Семецкий вздохнул, но спорить не стал.
Вечером мы сидели у костра. Все, кроме Семецкого: он смотрел
в шалаше портативный телевизор. То ли ему и впрямь нужно было выудить какую-то
информацию в потоке пропаганды Инея, то ли он не хотел смущать девчонок.
А отважные бойцы особой имперской бригады «Лютые» слушали
наши рассказы про Авалон. Они ведь все были оттуда. У некоторых девчонок уже
глаза стали мокрыми, но реветь пока ни одна не ревела.
– Новые елочные игрушки придумали, – рассказывал Лион,
размахивая руками. – Полиморфные, они не только цвет меняют, но и форму.
Новогоднее дерево то все в шариках, то в колокольчиках, то в фонариках. А когда
праздновали Новый год, то над Камелотом устроили лазерную иллюминацию на всю
ночь…
Надо же. Ведь Лион на Новый год был еще ненормальным.
Значит, все запомнил… Мы вначале сидели вдвоем, потом пришел Стась, а потом еще
Рози и Роси… мы поехали в Камелот…
Я вспомнил авалонских друзей и загрустил. Плотный щит из
веток, подвешенный на веревках над костром, отражал свет на лицах девчонок.
Плясали красноватые отблески, дым обтекал щит и кольцом уходил в небо.
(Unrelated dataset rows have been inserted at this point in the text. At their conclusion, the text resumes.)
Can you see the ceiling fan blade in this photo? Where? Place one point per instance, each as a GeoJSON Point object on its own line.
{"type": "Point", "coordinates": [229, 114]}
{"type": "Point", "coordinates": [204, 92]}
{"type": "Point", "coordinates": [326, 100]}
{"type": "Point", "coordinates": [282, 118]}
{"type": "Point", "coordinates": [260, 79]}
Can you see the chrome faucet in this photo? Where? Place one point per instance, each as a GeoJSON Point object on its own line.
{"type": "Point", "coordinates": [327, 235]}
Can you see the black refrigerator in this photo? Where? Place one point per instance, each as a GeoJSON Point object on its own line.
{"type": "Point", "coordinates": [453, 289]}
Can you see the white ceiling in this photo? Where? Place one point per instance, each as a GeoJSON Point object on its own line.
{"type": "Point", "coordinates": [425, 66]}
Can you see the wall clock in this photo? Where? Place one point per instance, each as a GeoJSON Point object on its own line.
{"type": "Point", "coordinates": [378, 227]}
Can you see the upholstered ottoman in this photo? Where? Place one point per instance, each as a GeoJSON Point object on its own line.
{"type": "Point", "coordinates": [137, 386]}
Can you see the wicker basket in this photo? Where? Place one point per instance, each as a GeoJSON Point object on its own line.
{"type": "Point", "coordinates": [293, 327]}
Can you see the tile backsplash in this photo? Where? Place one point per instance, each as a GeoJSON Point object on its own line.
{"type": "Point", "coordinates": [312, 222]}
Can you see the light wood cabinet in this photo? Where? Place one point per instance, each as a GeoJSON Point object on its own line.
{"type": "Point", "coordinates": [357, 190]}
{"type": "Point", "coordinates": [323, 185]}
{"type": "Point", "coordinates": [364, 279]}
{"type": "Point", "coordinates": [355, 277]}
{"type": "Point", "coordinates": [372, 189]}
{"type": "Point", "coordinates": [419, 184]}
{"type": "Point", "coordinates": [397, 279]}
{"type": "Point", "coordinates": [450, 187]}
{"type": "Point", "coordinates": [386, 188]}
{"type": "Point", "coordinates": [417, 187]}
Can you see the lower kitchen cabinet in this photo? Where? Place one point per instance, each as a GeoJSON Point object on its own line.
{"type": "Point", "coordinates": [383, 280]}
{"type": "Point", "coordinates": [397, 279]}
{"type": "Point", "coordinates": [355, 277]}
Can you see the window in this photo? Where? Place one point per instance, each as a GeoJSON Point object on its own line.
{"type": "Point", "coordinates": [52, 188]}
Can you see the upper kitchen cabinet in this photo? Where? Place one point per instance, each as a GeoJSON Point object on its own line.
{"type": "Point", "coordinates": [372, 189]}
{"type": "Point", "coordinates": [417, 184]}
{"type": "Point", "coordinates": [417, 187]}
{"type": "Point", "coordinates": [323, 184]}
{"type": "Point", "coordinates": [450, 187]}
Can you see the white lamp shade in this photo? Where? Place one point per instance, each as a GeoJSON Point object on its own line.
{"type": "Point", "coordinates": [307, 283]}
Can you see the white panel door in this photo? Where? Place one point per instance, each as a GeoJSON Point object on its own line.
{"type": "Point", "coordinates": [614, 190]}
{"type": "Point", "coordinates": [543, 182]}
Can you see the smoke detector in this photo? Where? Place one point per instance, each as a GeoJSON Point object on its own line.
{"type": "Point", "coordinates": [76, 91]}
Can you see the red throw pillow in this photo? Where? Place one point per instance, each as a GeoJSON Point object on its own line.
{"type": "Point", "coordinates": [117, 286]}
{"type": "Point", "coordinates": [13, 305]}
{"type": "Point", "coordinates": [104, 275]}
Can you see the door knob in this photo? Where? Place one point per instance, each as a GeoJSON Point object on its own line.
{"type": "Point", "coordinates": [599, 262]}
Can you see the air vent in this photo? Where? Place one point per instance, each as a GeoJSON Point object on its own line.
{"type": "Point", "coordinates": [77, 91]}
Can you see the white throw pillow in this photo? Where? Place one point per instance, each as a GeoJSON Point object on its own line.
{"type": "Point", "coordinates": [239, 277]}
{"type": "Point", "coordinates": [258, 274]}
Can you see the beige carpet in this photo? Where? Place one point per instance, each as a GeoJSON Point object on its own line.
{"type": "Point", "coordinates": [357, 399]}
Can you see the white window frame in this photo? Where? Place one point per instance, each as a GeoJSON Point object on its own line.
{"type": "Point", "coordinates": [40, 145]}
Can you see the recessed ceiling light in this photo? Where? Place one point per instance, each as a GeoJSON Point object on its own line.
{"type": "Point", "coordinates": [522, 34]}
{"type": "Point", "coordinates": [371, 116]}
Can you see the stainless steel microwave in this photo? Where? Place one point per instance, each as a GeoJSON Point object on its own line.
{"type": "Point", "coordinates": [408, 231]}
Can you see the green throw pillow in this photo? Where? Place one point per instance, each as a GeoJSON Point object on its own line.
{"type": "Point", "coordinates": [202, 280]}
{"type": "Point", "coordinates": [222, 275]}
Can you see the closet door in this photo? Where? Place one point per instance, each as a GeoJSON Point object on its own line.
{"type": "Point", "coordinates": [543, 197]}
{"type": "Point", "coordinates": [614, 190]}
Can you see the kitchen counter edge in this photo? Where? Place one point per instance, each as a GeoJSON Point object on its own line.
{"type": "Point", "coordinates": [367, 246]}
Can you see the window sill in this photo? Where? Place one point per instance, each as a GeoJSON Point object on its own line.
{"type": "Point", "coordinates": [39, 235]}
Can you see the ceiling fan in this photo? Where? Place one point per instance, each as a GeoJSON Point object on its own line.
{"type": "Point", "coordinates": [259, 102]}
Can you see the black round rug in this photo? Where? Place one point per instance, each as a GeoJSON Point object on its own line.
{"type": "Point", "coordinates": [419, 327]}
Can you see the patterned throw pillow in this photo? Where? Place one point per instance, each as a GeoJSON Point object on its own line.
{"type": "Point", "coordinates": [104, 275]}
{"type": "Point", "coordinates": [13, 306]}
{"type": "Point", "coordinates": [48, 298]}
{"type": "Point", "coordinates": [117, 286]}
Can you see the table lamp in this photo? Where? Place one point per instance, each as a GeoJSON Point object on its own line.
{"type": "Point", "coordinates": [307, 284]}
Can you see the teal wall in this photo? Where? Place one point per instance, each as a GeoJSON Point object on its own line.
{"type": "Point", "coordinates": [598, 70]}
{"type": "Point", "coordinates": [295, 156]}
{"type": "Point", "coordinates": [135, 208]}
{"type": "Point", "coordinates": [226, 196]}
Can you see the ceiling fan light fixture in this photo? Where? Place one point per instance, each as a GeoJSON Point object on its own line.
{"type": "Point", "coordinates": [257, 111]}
Какая-то
мелкая партизанка, восторженно глядевшая на Лиона, сомлела, положила голову на
коленки подруге и задремала.
Тихонько поднявшись, я отошел от костра. Заглянул в шалаш к
Семецкому, но скотовод надвинул на глаза щиток телевизора и что-то
сосредоточенно смотрел, временами причмокивая.
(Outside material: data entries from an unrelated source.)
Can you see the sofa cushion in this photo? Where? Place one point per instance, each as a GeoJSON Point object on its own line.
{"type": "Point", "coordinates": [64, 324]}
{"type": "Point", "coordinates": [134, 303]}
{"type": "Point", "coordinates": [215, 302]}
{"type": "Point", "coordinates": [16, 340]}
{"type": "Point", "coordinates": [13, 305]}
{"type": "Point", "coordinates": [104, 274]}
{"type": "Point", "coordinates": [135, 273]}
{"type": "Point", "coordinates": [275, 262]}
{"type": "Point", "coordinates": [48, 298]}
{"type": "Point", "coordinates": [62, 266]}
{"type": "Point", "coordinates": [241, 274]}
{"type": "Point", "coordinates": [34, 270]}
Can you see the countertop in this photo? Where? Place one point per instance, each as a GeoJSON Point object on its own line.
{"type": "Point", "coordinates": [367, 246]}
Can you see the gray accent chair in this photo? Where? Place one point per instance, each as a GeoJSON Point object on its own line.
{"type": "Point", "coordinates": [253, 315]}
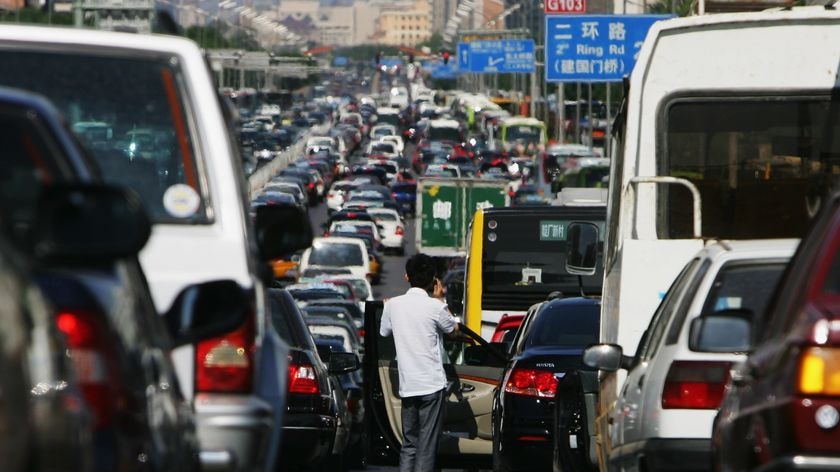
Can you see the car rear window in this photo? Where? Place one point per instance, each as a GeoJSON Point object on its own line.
{"type": "Point", "coordinates": [335, 254]}
{"type": "Point", "coordinates": [565, 325]}
{"type": "Point", "coordinates": [130, 115]}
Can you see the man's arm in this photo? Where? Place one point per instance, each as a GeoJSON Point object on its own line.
{"type": "Point", "coordinates": [385, 322]}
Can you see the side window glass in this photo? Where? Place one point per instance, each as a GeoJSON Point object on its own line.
{"type": "Point", "coordinates": [682, 311]}
{"type": "Point", "coordinates": [666, 309]}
Я пошел бродить по рощице, на всякий случай стараясь не
выходить из-под кроны деревьев. Остановился на опушке. Вдали темнел Хребет
Харитонова, на самом высоком пике редко-редко поблескивал красный огонек.
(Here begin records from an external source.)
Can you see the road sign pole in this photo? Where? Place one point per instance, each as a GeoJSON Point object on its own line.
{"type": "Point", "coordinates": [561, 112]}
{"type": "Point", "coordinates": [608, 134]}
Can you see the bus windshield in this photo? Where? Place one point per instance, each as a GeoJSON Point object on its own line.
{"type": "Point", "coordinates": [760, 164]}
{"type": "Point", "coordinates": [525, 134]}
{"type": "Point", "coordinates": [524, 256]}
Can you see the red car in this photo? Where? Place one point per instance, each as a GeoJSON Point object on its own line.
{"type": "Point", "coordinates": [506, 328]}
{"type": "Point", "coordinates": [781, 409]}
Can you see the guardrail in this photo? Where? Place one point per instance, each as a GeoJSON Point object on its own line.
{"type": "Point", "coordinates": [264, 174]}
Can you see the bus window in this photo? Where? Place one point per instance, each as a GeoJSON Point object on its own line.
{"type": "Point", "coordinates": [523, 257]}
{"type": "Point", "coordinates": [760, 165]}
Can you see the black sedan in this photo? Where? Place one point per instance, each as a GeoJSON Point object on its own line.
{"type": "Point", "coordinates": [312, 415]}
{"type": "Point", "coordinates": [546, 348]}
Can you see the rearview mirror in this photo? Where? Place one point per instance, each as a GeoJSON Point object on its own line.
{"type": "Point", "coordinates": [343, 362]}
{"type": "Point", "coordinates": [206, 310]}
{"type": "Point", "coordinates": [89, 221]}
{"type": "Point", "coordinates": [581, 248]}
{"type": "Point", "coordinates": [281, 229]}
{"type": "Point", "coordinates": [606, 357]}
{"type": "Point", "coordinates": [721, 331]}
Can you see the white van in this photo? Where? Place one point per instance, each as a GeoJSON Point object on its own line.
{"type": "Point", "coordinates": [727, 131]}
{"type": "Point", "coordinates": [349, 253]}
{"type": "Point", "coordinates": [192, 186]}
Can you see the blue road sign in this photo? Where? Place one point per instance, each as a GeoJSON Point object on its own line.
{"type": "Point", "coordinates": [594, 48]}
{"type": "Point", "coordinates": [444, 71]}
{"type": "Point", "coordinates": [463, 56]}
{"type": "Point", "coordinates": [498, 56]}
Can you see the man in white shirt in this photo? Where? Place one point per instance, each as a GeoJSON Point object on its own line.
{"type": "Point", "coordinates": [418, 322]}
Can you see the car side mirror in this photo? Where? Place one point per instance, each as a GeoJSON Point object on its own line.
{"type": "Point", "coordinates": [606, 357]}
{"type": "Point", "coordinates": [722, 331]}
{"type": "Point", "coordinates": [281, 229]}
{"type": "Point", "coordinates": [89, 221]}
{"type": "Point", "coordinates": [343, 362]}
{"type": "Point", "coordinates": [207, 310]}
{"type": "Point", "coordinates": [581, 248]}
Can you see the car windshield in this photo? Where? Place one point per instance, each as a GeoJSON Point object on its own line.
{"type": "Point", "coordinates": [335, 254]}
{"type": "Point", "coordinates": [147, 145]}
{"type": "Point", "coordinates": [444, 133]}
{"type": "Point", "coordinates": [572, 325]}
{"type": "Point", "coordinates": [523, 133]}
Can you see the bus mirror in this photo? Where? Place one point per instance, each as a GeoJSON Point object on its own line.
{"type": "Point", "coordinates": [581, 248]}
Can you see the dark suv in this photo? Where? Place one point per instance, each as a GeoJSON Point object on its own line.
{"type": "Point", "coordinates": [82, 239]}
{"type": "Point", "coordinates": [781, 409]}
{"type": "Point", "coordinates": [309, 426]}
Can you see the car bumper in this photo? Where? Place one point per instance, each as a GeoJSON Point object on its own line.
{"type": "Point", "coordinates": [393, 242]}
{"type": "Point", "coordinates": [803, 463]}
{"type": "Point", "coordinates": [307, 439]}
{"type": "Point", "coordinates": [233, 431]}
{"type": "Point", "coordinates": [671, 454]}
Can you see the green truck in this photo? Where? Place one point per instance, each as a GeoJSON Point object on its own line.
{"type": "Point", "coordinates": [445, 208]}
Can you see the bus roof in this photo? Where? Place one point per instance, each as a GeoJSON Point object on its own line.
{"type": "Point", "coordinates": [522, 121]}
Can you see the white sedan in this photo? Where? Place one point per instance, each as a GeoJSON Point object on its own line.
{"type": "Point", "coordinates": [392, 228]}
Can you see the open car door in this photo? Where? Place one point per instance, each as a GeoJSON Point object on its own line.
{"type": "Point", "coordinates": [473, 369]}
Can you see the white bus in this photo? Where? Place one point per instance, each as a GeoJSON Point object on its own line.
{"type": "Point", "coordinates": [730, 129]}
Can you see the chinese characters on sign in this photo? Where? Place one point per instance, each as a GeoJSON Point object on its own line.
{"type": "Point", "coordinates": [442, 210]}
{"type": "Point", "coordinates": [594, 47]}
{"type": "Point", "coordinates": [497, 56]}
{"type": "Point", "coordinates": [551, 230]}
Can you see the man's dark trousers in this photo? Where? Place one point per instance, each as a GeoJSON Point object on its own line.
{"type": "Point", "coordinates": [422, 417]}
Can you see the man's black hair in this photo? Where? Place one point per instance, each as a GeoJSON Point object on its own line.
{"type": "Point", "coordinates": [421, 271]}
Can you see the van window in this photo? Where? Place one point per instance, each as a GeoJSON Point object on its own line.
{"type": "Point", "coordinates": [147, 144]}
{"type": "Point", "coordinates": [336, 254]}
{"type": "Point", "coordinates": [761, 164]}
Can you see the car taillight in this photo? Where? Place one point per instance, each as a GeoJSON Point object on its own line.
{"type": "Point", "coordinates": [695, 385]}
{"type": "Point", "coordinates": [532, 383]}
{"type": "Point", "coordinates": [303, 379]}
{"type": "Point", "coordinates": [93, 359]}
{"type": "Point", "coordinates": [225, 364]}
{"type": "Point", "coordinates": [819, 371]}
– Там метеостанция и резервный радиотелецентр Аграбада, –
сказал кто-то совсем рядом.
Вздрогнув, я повернулся. И с трудом разглядел в темноте
Наташу. Она сидела, подтянув коленки к подбородку, и смотрела на горы.
– Ты чего тут делаешь? – От испуга я начал грубить. Но
Наташа ответила мирно:
– На горы смотрю. Красивые горы. Только там очень трудно…
холодно и сорваться легко.
Присев рядом, я спросил:
– А тебе не страшно воевать?
– Страшно, – честно ответила Наташа. – Почти всем страшно.
Дайянке не страшно, она нечувствительная какая-то. Кира и Мирта тоже говорят,
что ничего не боятся. Но я думаю, они врут.
– У тебя храбрый дедушка, – сказал я.
– Да. И умный. Он с нами много говорил, прежде чем мы решили
стать партизанами. Про Иней… и вообще.
– И уговорил.
– Уговорил. Он объяснил, что самая главная свобода всегда
была внутри человека. В душе. Даже самые страшные тираны не могли отнять у
человека право думать по-своему. А Иней пытается это сделать… и тут уже не
важно, убьют нас или в зомби превратят. Все равно ведь это будем уже не мы.
– Угу, – сказал я. Хотя на самом деле подумал: если человека
навсегда посадить в тюрьму, то это будет еще страшнее. Зомби ведь уже не
понимает, что у него отняли свободу.
– А трудно быть фагом? – спросила вдруг Наташа.
– Что? Ну… когда как.
– Правда, что вы ничего не боитесь? Совсем?
Мне хотелось признаться, что я вовсе не фаг. Но делать этого
было нельзя.
– Даже фаги боятся, – сказал я. – Особенно если не за себя.
Наташа едва уловимо в темноте кивнула.
– Тиккирей…
– Что?
– Знаешь, я думаю, что мы все погибнем, – сказала она. – Ну
не сможем мы все время прятаться… а по нам сейчас одну ракету выпустить – и
все.
– Вы же прячетесь.
– Все равно поймают. Мы, конечно, остерегаемся… вот сейчас
костер жжем, потому что на вершине холма. А это гейзерные холмы, тут часто
горячие источники бьют. Но нас все равно рано или поздно выследят. Если только
Империя на помощь не придет.
Я молчал. Мне нечего было ей сказать, я не знал, когда
начнется война с Инеем.
– Тиккирей… поцелуй меня, – вдруг попросила Наташа.
У меня даже дыхание перехватило.
– Я никогда не целовалась, – сказала Наташа. – Знаешь,
обидно, если нас убьют, а я еще ни разу не целовалась. Ты меня поцелуешь?
– Э…
– Я тебе не нравлюсь?
– Нравишься… – сказал я, хотя ничего такого особенного в
Наташе не было.
– Поцелуй меня. Один раз. – И Наташа повернулась ко мне.